The cane lines the river’s edge beneath canyon cliffs in sections of Big Bend that are impossible to reach by vehicle. The closest thing to a fire truck was the two-seat canoes the firefighters used. Their firehouse was a campsite on the Mexican side, where they used satellite phones but set a map at their feet, held down by stones, to plot the day’s fire. Richie Sinkovitz, 35, the burn boss trainee with the National Park Service, used a cane stalk as a pointer.
The American and Mexican fire crew — six members of Los Diablos and several Americans from the Park Service, the Bureau of Land Management and the Texas A&M Forest Service joined by an observer with Mexico’s National Commission of Natural Protected Areas — shared equipment, bottles of hot sauce and tan lines on their sunburned faces marking the shape of their sunglasses.

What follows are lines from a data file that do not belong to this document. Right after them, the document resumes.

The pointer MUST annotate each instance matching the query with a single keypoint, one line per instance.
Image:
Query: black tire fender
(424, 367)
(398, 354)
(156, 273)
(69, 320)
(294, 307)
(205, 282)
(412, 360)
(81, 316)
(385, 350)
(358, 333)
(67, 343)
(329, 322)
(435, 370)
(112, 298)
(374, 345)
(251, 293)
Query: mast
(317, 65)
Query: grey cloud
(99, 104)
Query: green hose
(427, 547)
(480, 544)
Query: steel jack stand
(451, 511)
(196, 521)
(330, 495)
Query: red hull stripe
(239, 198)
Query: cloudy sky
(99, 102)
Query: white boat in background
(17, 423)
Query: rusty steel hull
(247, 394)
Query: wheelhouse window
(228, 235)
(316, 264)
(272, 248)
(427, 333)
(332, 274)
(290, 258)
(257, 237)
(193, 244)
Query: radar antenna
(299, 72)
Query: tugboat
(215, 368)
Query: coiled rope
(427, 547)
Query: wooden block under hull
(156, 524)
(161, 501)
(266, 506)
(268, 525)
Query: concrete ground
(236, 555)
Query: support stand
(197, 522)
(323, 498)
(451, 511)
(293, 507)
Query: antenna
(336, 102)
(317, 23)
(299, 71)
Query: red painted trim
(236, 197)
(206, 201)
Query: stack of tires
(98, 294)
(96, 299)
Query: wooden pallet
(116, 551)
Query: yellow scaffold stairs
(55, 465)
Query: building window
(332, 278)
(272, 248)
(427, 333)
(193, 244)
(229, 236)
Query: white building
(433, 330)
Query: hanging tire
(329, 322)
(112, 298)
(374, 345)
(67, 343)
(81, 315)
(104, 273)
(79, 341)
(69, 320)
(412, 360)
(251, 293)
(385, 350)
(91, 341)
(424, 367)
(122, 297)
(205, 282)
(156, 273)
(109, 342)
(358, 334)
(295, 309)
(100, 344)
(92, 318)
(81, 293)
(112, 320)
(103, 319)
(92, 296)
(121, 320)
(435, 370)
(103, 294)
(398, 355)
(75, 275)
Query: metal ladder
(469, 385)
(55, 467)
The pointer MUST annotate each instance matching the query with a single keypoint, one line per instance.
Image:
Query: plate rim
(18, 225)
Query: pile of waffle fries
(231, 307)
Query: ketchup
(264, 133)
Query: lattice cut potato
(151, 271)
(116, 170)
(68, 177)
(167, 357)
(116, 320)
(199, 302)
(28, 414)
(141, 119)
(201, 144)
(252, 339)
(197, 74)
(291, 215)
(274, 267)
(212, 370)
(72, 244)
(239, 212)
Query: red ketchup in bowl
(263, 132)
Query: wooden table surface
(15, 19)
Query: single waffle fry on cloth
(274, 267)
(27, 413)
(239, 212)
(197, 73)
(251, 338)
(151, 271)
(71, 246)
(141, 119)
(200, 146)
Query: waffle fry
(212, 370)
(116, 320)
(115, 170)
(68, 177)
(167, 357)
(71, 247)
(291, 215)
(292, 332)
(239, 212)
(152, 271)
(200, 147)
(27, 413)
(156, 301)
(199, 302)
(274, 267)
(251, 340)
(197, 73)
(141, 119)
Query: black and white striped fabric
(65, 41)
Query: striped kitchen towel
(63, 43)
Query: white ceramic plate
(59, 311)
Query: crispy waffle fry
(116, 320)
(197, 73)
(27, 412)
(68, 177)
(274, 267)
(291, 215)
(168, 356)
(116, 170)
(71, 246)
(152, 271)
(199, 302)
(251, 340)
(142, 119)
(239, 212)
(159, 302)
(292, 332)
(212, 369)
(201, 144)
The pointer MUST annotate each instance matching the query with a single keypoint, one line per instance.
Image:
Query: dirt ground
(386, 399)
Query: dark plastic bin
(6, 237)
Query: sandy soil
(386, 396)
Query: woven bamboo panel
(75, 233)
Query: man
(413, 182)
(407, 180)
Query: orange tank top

Their after-action meetings under the stars shifted between Spanish and English, led by the bilingual Mr. Sinkovitz. The name of the river itself lost its regional identity, with some of the Americans calling it Rio Bravo, as Mexicans do. They wore the same white hard hats, cargo pants and yellow flame-resistant shirts speckled with dots of black ash. It was hard to tell them apart at a distance, just as it was hard to see, along a bend in the river, where Texas ends and Mexico begins.
“We’re all here for the same reason; be it a prescribed fire or a wildfire, it’s to keep each other safe and get the job done,’’ said Ezra Engleson, 32, who works for the land management bureau in New Mexico and served as the ignitions specialist on the project. “We’re all firefighters. It’s kind of that brotherhood of fire.”
Our odyssey began with a bumpy van ride on an unpaved road down to the river in Big Bend. We were a six-hour drive from El Paso, and there was no cellphone service. Throughout our 14-mile journey on the river, the only way to reach the cane patches and La Milpa was by canoe or hiking. In addition to Mr. Briggs with the World Wildlife Fund, one of our guides was Jeff Kelsch, who works with Rio Grande Scientific Support Services, which provides logistical support on river restoration projects.
Mr. Kelsch wore golden Elvis-style sunglasses and a cowboy hat. He is a West Texas desert hippie who paddles a canoe and smokes a cigarette simultaneously. We had life preservers in the canoes, but we did not need them. “The joke is,” Mr. Kelsch said, “if you fall off the boat, you stand up and dust yourself off.”
But the main concern was fire, not water. Cane here burns quickly and intensely, but the fires simply die out on their own, starved for fuel — vegetation — in the desert canyons. The exploding air pockets in the cane’s hollow stalks pop and crackle like eerie applause.
“It’s more like you’re at a machine-gun range,” said Ed Waldron, the Park Service’s burn boss who oversaw the operation.
By the end of the trip, the crew had burned 110 acres of giant cane in a week on the American side. The fire only wounds the plants. Workers return a few weeks later to spray the blackened sites with a herbicide.
For all the talk of devils and all the weaponry — the flare-gun-style coin launchers they pull from holsters — the firefighters were a playful, environmentally focused bunch. Much of their work was spent protecting mesquite and willow trees from the flames.
During a delay, as the fire crew waited for the wind to subside, a Diablo sat at the river’s edge, molding the figurine of a horse out of the mud. He left it by his canoe, a pottery trinket amid what would soon be ash.